John Allspaw and Paul Hammond did a great presentation at Velocity 2009 about the tools and culture at Flickr, which enable them to do 10+ deploys per day.
My favorite quote is:
Ops’ job is NOT to keep the site stable and fast [but]
Ops’ job is it to enable the business (this is the dev’s job too)
The business requires change
They go on by presenting the dilemma of discouraging change in the interest of stability or allowing change to happen as often as it needs to. This is where they introduce their tools and culture for lowering the risk of change.
In this post I want to share with you how we use some of the tools John and Paul mention.
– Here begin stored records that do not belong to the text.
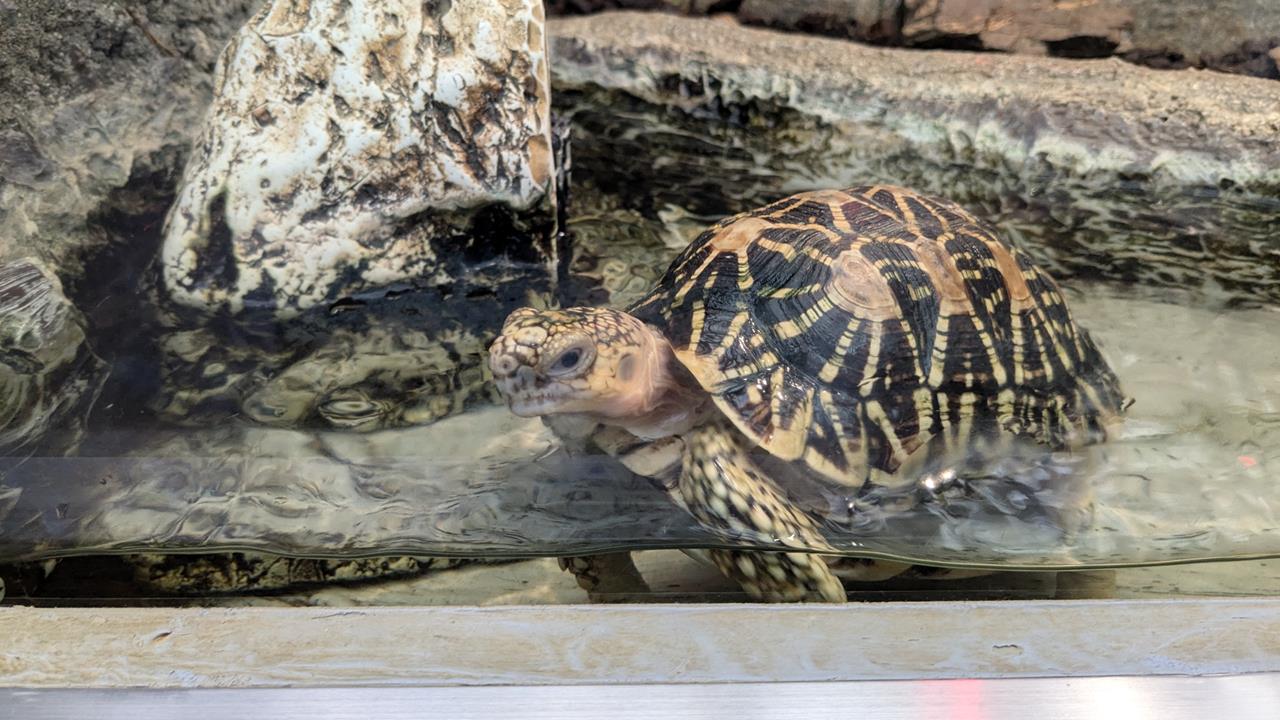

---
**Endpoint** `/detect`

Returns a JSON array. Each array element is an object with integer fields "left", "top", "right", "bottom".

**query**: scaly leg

[{"left": 676, "top": 425, "right": 846, "bottom": 602}]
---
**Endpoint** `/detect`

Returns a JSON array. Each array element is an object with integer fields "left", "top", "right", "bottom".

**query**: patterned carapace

[{"left": 631, "top": 186, "right": 1125, "bottom": 484}]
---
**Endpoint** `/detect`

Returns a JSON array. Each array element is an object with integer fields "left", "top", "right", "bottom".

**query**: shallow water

[{"left": 0, "top": 271, "right": 1280, "bottom": 569}]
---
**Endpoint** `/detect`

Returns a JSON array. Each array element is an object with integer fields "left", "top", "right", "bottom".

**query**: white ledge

[{"left": 0, "top": 598, "right": 1280, "bottom": 688}]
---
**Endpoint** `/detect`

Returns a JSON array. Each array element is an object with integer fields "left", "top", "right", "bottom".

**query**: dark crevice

[{"left": 1044, "top": 35, "right": 1120, "bottom": 59}]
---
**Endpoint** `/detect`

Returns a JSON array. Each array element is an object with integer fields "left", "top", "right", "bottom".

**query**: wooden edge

[{"left": 0, "top": 598, "right": 1280, "bottom": 688}]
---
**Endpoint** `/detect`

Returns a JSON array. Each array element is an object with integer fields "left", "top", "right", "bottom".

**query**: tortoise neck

[{"left": 604, "top": 319, "right": 710, "bottom": 439}]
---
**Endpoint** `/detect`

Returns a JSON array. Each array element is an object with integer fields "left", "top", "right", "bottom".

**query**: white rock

- Automated infrastructure: John and Paul say: “If there is only one thing you do…” and I couldn’t agree more. Using tools like puppet, chef or one of the many they name in their presentation to automate the live cycle of your servers is a must. I used Capistrano as a basis and built my own tool on top of it, Carpet. And I cannot imagine to install or configure my servers by hand anymore. It’s so much more robust and has so much less risk involved, I simply love it.
- Shared version control: We are using separate repositories for our code and our infrastructure recipes, but both are on the same github account and all team members have full access to both. As we’re only three tech guys, everyone of us does dev and ops and knows both worlds.
- One step build and deploy: Rake and Capistrano give us the power of building and deploying our whole app with a single command. This is so much better than deploying with rsync or manually copying things around. And it enables us to do continuous integration with Hudson, which is very nice, too.
As we’re such a small team, we’re not using any IRC or IM robots. I’m planning to introduce feature flags to be able to fine tune which features are available to whom. This would give us a little more flexibility in operating the platform. Shared metrics are already underway, we’re continuously enhancing our Nagios graphs adding technical and business metrics to them. Again something I would not like to work without anymore.
Enjoy the presentation…
… or watch the video:
6 thoughts on “Dev and Ops Cooperation”
Thanks for the links to the presentations and the videos. Very interesting material.
I think it is crucial for small and large development teams to really wake up and realize the wealth of tools that are available to help them automate their standard processes from build, to test, and deploy.
The tools available today can give even the smallest teams the freedom to focus on what is important. Automate everything that can be, so that your creativity and efforts are focused where they need to be.
I experienced devs + ops collaboration at ABN Amro and UOL. This is a must. Have a look at the article http://bit.ly/11d0in to see why.
John and Paul say: “If there is only one thing you do…” and I couldn’t agree more.
I fully agree. Yet you cannot make this happen without everyone being on board – ops, dev, business, and management.
We don’t have that agreement where I work and it is frustrating to read about things like this happening elsewhere and know I’ll never see it in the office.
Hi Brian, I can imagine how bad you feel, if not everyone is on board. Isn’t there a way to e.g try and learn a tool like puppet or chef at home and use it to automate one of your next install or config jobs (assuming that’s what you want to do)?
If you want, mail me at mm at this domain, to discuss your situation in more detail. Maybe we can find at least a first baby step together?
assuming that’s what you want to do)?
Done that, brother – I’ve got a puppet server up and it edits the banner page on a select set of servers. My sysadmin peers are on board with the broader idea, so is my manager.
What we lack is the time at work to make it happen for more hosts and in a broader context. Things work, they just are sub-optimal. And the guys in dev are busy doing their thing … which works, it’s just sub-optimal.
This isn’t a problem we can hack with technical items – it’s a business and organization problem.
Which is the most difficult of all to hack: no man pages to look at.
Definitely true that business problems are most difficult to fix. It might help to find and point out the business impact of the team wise sub-optimizations. Maybe you can try to draw a value stream map, to find out about the biggest trouble spot together with your manager and the other teams.